Long-term care liability costs on the rise
Liability costs for long-term care providers are expected to increase by 5%, and claims frequency also is expected to rise, according to an analysis released recently by the American Health Care Association (AHCA) and Aon Global Risk Consulting, the risk consulting business of Aon. The report also indicated that plaintiff firms have focused attention on states with more vulnerable legal climates.
Across the country, long-term care and post-acute care centers provide care for 1.1 million frail and elderly and employ more than 1.5 million people, notes Mark Parkinson, president & CEO of AHCA. Rising liability costs drive up the cost of doing business and not only threaten access to care, but ultimately could cost jobs, he says.
The "2013 Long Term Care General Liability and Professional Liability Actuarial Analysis" provides estimates of loss rates, or the cost of liability to the beds that care providers operate. The projected national 2014 loss rate, which is a combination of claim severity and frequency, is $1,940 per occupied bed. This number means that an operator with 100 beds can expect $194,000 in liability expenses in 2014.
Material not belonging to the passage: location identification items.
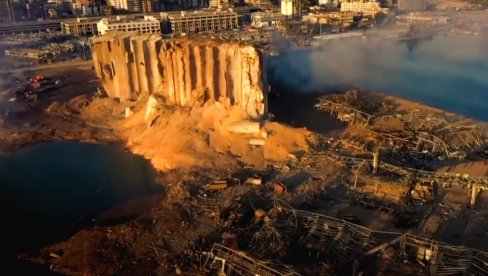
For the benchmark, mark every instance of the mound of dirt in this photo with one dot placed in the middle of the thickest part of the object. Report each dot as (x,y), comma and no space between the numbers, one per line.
(200,137)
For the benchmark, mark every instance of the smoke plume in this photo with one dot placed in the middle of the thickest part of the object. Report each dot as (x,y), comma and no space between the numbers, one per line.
(449,71)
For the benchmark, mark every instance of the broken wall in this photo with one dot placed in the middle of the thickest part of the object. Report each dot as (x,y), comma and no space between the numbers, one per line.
(182,71)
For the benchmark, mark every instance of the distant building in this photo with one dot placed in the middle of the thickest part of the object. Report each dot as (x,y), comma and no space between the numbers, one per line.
(264,4)
(6,11)
(411,5)
(287,7)
(216,4)
(367,8)
(146,25)
(332,18)
(80,27)
(145,6)
(266,19)
(201,21)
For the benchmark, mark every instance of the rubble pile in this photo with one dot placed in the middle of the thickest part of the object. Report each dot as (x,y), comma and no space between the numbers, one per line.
(415,131)
(184,72)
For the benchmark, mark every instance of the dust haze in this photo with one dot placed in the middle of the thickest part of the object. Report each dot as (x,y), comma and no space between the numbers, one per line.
(447,71)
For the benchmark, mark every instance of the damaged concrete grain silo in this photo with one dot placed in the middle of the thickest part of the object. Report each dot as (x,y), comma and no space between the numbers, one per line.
(182,71)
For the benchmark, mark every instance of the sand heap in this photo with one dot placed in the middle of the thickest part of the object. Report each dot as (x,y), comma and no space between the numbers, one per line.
(183,71)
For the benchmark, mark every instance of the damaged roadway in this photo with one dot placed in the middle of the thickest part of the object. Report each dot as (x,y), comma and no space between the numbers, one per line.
(305,202)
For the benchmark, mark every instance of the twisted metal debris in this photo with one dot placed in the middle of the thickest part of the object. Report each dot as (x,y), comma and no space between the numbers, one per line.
(420,132)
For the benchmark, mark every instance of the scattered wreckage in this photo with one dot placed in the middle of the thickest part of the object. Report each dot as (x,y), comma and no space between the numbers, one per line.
(349,247)
(37,87)
(414,130)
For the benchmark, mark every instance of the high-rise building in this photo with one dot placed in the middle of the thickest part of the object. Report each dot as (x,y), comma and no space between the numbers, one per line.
(411,5)
(290,8)
(6,11)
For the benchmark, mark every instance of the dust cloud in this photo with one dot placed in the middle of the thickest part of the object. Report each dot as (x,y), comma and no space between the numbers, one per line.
(446,70)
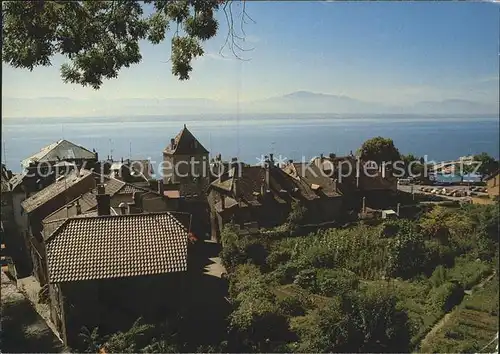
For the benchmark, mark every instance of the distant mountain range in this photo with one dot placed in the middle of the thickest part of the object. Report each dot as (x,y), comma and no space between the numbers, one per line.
(300,102)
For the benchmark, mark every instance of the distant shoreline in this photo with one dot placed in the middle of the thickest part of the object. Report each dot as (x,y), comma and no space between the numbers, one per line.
(284,116)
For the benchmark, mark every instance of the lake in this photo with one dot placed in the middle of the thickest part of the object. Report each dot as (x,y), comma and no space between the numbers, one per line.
(249,137)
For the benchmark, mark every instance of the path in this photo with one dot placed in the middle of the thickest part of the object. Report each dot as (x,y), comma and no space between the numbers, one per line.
(447,316)
(23,330)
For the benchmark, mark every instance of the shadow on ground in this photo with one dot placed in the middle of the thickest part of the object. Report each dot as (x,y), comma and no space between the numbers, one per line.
(23,330)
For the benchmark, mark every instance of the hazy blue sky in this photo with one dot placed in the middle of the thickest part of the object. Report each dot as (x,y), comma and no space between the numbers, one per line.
(394,53)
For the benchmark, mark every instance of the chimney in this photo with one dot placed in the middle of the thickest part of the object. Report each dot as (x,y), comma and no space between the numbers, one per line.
(103,201)
(235,187)
(161,187)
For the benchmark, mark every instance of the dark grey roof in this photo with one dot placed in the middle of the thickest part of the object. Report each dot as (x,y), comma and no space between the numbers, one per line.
(61,150)
(87,201)
(105,247)
(185,143)
(56,188)
(17,180)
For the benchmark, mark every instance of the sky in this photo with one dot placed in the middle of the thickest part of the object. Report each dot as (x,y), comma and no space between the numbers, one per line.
(391,53)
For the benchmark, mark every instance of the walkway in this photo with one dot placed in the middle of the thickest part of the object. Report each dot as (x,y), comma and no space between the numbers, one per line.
(23,330)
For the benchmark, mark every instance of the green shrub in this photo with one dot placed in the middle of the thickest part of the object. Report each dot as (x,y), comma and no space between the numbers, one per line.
(285,273)
(469,272)
(438,277)
(446,296)
(292,306)
(276,258)
(306,279)
(330,282)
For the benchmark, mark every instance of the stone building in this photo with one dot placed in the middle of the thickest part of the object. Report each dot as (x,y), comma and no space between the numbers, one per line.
(107,271)
(45,202)
(185,160)
(186,177)
(264,195)
(59,157)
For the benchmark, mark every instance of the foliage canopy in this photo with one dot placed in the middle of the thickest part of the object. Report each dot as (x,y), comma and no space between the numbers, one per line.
(101,37)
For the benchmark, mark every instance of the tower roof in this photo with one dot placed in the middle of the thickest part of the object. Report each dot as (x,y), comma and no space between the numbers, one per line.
(185,144)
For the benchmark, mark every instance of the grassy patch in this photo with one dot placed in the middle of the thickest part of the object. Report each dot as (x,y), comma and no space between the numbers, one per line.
(471,326)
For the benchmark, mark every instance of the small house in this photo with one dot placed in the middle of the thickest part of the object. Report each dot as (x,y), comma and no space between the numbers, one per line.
(107,271)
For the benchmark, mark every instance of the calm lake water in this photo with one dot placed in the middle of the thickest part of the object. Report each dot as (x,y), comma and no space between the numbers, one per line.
(249,137)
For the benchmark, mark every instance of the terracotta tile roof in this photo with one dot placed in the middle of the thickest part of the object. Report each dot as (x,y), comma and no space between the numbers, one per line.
(60,150)
(111,185)
(185,143)
(107,247)
(53,190)
(131,189)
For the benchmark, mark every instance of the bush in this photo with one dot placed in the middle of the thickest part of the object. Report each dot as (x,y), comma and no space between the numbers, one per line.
(285,273)
(468,272)
(446,296)
(276,258)
(292,306)
(438,277)
(306,279)
(331,282)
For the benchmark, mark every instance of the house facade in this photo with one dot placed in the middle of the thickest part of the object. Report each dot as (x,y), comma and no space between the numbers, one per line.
(264,195)
(133,266)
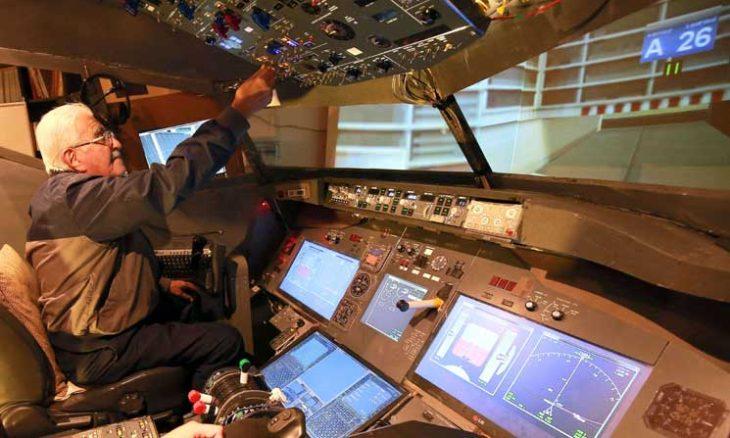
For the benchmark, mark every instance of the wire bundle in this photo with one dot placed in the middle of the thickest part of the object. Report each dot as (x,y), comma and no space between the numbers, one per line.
(417,87)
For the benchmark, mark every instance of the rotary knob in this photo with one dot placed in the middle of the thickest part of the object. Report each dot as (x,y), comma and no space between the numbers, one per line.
(353,74)
(557,315)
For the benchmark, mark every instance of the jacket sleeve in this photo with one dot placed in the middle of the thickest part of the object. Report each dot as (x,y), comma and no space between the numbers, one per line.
(106,208)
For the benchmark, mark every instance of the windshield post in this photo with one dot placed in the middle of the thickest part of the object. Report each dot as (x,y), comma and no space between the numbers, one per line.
(464,136)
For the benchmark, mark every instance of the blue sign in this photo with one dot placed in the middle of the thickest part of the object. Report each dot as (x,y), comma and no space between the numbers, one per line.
(682,40)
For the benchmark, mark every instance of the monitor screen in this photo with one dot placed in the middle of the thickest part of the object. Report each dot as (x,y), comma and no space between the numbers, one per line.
(383,315)
(319,277)
(159,144)
(526,378)
(337,393)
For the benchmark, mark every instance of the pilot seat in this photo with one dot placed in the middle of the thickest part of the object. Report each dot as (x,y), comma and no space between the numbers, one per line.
(27,406)
(28,386)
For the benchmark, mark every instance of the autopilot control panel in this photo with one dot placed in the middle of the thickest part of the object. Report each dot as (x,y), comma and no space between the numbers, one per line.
(406,323)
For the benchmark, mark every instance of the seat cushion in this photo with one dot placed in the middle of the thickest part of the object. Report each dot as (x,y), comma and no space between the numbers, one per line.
(19,295)
(163,388)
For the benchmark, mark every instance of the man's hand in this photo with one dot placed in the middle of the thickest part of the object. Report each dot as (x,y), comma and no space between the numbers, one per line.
(179,287)
(193,429)
(255,93)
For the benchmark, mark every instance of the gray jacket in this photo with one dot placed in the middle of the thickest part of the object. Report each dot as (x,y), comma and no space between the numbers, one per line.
(96,269)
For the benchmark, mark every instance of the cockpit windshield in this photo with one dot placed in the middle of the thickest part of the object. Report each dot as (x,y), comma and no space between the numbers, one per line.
(640,100)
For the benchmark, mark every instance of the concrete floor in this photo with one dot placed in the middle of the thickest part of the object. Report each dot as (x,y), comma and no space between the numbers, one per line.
(692,154)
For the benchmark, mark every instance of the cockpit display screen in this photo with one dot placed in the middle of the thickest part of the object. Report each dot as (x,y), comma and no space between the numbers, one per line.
(336,392)
(382,313)
(507,368)
(319,277)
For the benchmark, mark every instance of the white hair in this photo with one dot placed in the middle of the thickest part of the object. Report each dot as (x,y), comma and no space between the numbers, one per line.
(57,131)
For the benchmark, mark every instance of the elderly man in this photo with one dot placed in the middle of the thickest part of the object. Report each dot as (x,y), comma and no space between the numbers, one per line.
(98,277)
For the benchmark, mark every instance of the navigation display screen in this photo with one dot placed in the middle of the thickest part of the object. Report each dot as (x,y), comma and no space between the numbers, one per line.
(383,315)
(336,392)
(507,368)
(319,277)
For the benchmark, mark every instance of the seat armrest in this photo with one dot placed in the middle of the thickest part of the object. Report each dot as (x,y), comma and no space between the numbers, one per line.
(161,388)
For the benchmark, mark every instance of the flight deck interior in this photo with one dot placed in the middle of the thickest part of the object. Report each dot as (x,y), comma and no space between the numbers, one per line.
(456,218)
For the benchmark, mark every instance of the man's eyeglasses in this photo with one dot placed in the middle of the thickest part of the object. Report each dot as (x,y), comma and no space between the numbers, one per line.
(106,138)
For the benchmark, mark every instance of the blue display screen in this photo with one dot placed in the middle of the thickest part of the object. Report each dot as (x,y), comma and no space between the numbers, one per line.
(528,379)
(319,277)
(336,392)
(382,313)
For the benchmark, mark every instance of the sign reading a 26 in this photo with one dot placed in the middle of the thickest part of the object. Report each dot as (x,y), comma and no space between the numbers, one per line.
(685,39)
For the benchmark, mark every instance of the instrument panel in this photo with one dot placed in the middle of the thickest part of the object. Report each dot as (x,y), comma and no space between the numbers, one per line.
(328,42)
(490,218)
(483,342)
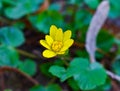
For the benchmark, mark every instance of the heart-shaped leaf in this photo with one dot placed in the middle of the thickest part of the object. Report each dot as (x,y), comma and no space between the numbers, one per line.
(8,56)
(88,76)
(58,71)
(28,66)
(52,87)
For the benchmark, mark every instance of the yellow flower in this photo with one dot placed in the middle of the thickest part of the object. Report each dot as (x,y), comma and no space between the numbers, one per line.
(57,42)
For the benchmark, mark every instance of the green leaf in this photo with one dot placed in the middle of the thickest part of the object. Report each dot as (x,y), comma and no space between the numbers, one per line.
(21,8)
(82,18)
(11,36)
(105,40)
(92,3)
(44,69)
(72,83)
(0,4)
(116,65)
(86,75)
(74,1)
(38,88)
(28,66)
(8,56)
(55,6)
(57,71)
(114,9)
(44,20)
(52,87)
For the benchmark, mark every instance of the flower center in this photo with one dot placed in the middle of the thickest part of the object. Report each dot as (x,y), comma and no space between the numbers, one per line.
(57,45)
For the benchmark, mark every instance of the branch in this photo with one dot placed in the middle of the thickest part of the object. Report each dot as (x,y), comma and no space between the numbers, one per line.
(113,76)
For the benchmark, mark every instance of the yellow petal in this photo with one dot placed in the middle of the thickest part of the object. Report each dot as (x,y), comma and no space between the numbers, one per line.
(53,30)
(67,44)
(59,35)
(49,40)
(67,35)
(43,43)
(49,53)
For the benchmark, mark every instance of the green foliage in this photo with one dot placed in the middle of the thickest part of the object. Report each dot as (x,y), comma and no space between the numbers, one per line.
(82,19)
(8,56)
(115,8)
(116,65)
(11,36)
(106,42)
(73,84)
(17,15)
(85,74)
(28,67)
(44,20)
(52,87)
(92,3)
(19,8)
Kentucky's loss rate, the highest of the profiled states in the study, has been increasing since 2008 and is projected to reach $8,090 in 2014. Kentucky's state constitution prohibits limits on tort recoveries, and there are no statutes concerning qualification of expert witnesses, certificates of merit, pre-trial alternative dispute resolution, or limits on attorney's fees. West Virginia, the state with the second highest loss rate among the report's profiled states, has a reputation for high verdicts and a challenging appellate system.
Texas reports the second lowest loss rate in the study: $300 per occupied bed. The state experienced dramatic loss rate reductions following constitutionally protected tort reform in 2003. These reductions in loss rates have been sustained in the years following the legislation.
The study also examined claims resolved through arbitration agreements and discovered that the agreements often lead to resolution in a similar timeframe, but with a lower cost. The average cost of a claim under an arbitration agreement is $155,000, while a non-arbitrated outcome averages $184,000, which makes arbitrated outcomes 16% less costly.